A final party in the claim, Charles Dorr of Sidney, reported to the commission that he and the shipyard had settled, Snierson said in October.

Kates alleged that BIW discriminated against him based on his age, his disability, as well as in denying him reasonable accommodation for his disability, as required by the federal Americans with Disabilities Act.
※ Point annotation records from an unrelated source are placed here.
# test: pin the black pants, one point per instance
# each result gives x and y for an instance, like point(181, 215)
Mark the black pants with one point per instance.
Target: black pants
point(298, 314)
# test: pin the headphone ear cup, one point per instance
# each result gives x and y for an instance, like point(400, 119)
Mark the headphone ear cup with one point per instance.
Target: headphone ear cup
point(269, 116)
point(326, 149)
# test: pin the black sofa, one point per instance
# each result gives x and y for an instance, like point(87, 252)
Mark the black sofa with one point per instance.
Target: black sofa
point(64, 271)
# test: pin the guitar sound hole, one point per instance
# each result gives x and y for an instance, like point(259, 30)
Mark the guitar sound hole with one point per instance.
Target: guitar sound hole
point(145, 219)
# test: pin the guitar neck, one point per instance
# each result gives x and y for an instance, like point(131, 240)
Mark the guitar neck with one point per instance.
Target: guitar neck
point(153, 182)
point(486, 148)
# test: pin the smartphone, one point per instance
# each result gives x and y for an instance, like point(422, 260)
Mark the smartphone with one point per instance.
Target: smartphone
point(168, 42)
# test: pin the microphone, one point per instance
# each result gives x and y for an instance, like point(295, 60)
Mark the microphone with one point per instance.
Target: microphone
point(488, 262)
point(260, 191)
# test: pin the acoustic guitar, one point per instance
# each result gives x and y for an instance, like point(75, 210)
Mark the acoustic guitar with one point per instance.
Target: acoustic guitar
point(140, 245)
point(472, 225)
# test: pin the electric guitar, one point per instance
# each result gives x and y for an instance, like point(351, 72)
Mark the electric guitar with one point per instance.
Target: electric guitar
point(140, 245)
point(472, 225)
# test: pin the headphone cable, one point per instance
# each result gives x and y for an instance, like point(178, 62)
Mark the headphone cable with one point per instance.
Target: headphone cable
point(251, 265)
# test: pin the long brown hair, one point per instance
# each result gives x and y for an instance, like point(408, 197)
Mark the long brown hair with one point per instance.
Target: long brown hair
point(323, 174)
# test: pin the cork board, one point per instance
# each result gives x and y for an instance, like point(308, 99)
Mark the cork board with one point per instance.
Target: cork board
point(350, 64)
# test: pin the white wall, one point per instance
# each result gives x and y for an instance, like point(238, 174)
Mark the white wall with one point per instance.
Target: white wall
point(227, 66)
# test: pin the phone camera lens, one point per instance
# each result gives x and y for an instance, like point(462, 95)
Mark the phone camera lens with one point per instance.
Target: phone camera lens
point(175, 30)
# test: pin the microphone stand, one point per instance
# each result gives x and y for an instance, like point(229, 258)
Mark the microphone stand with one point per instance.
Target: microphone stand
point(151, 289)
Roberts alleged discrimination based on age and physical disability.

Victoria Ternig, chief investigator for the commission, recommended the commission find reasonable grounds to support two of three complaints by Kates — that he was discriminated against based on his physical disability and by BIW failing to provide a reasonable accommodation for that disability.

She recommended the commission find reasonable grounds to support Roberts’ claims of discrimination based on his disability.

A phone call to attorney Jeffrey Young, who represents Kates and Roberts, was not immediately returned Monday.

BIW spokesman Matt Wickenheiser said the company had no comment.

According to Ternig’s reports, BIW announced in early November 2012 that it would lay off 24 preservation technicians whose disabilities — ranging from degenerative disc disease to a history of various surgeries — left them unable to grind material and prohibited them from working in confined spaces, crawling and lifting more than 25 pounds.

All 24 were instead transferred to different positions in which they received the same pay but were unable to earn overtime, according to the complaints.

In October 2013, all 24 were returned to their original positions.

BIW argued that grinding and other tasks are essential functions of the preservation technician position, and that the contract between the shipyard and machinists union outlines 30 specific tasks including “the largest component,” grinding.

The company said that in October 2012, the shipyard’s focus shifted to a new ship that required “considerably more surface treatment [grinding] and production painting work,” a sharp reduction in the amount of less-strenuous work and a “surge” in demand for work requiring pneumatic tools and respirators.